Kripto paralar pek ilgi alanıma girmediği için yarışmaya katılmamaya karar vermiştim fakat @captainsailor'un yarışma için yayınladığı şu paylaşımı gördükten sonra, hayal dünyasında kurduğu bu gelecekten çok etkilendim ve ben de yazmaya karar verdim. Aşağıda okuyacağınız öykü @captainsailor'ın hikayesinde ki ile aynı evrende geçmektedir fakat bu hikayeyi anlamak için ille de o hikayeyi okumanız gerekmemektedir. Tabii ilk o hikayeyi okuyup sonrasında bu hikayeyi okursanız okur zevkinizin katlanacağı garantisini verebilirim...
Yıl: 2126
Adalet. İnsanlar gerçek adaletsizlik onları bulana kadar bu kelimenin farkına varmazlar. İnsanoğlu ne kadar da bencil. Beynim bu gibi düşüncelerle dolup taşmıştı ve uykusuzdum. Beynimin içini kemiren sorular yıllarca sürüp durmuştu fakat hâlâ hiç birine cevap bulabilmiş değildim. Herkes bu cevapların bende olduğunu sanıyordu ama hiçbiri bende değildi. Bu saçma şey uğruna öleceksem bile ne olduğunu bilmeliydim.
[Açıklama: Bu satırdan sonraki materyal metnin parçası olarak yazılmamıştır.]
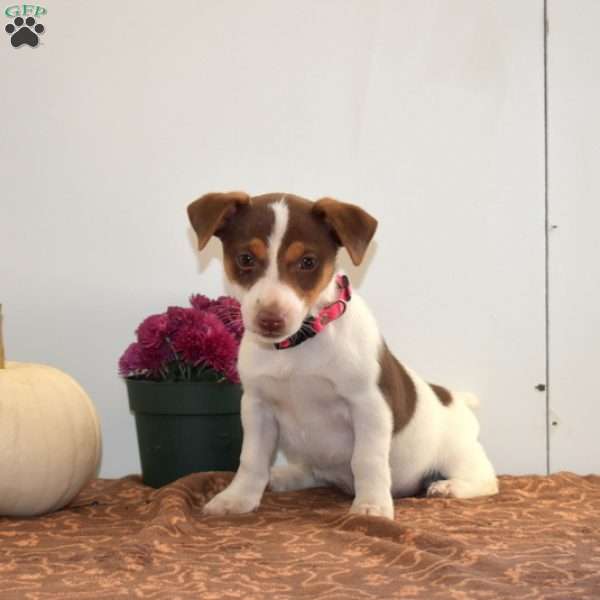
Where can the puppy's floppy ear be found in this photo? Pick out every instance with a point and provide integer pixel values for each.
(209, 213)
(353, 227)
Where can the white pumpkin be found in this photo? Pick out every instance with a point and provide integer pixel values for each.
(49, 439)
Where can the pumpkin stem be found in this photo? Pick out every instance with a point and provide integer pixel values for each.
(2, 365)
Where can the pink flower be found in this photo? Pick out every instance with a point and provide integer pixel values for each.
(200, 302)
(196, 343)
(152, 332)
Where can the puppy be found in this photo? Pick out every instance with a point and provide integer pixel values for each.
(319, 381)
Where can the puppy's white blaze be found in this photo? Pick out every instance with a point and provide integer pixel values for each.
(282, 215)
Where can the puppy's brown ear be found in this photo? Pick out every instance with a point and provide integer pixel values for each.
(209, 213)
(353, 227)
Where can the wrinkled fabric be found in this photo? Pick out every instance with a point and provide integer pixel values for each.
(539, 538)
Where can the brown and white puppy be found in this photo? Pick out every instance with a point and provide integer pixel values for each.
(339, 405)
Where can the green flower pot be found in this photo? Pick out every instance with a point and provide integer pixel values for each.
(185, 427)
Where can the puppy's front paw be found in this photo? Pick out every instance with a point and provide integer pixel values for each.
(441, 489)
(229, 504)
(383, 508)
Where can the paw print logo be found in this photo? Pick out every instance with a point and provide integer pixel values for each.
(24, 32)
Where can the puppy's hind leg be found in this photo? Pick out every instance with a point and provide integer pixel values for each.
(291, 477)
(468, 473)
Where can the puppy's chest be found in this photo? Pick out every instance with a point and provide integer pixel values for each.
(315, 425)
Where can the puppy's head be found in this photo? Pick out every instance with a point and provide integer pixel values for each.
(279, 252)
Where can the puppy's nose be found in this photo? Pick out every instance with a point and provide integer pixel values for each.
(270, 321)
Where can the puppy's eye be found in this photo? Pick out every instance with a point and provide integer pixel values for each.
(308, 263)
(245, 261)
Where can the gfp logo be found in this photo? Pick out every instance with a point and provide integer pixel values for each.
(24, 29)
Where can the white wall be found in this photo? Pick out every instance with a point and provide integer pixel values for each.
(430, 115)
(573, 196)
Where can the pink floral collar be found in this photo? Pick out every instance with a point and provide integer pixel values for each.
(313, 325)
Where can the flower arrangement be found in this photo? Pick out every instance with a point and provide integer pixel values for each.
(199, 343)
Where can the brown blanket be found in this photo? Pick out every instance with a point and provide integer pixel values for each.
(540, 538)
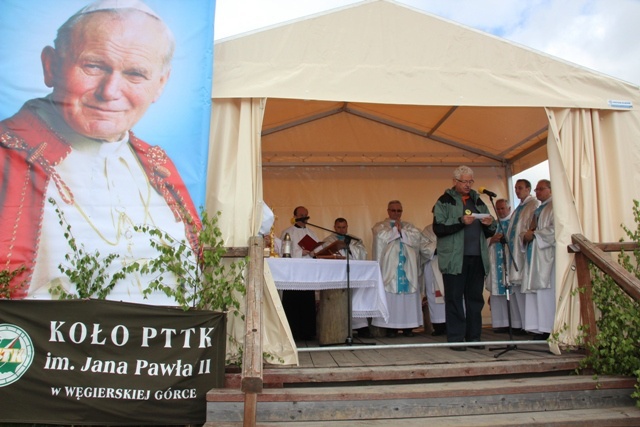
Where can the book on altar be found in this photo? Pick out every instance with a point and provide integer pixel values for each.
(308, 243)
(332, 251)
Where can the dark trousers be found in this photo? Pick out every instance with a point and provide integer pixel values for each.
(463, 301)
(300, 308)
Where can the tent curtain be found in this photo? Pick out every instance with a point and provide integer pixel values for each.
(234, 168)
(593, 184)
(235, 189)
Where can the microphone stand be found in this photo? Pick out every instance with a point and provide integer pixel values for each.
(347, 239)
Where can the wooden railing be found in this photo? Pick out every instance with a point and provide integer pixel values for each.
(252, 380)
(589, 252)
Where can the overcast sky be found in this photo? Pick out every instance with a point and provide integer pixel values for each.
(603, 35)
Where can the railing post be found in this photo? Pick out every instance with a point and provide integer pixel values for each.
(587, 309)
(252, 380)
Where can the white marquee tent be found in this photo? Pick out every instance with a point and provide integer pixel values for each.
(346, 110)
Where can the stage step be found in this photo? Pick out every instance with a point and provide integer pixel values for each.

Bu adaletsizlik yüzünden yıllarca saklanmak zorunda kalmıştım.
“KG” diye hafifçe seslenmem yetmişti ve en iyi dostum saniyeler içerisinde yanımdaydı. KG ismini babamın koyduğu dünyadaki en yetenekli robotlardan biriydi. Gerçek ismi Khamgalakh’dı fakat ben kısaca KG diyordum. T-12 serisi için üretilen fakat sistemsel hata olduğu söylendiği için daha satışa sunulmadan iptal edilen KG’de aslında hata falan yoktu, sadece belki 50 seri sonra çıkarmaları gereken bir şeyi yanlışlıkla çok önceden çıkarmışlardı. Babam T-12 serisine ait bu tek robotu aldıktan sonra onun üzerinde yıllar boyu düzenlemeler yaptı ve onun bir robottan çok daha üstün olmasını sağladı. Benim için…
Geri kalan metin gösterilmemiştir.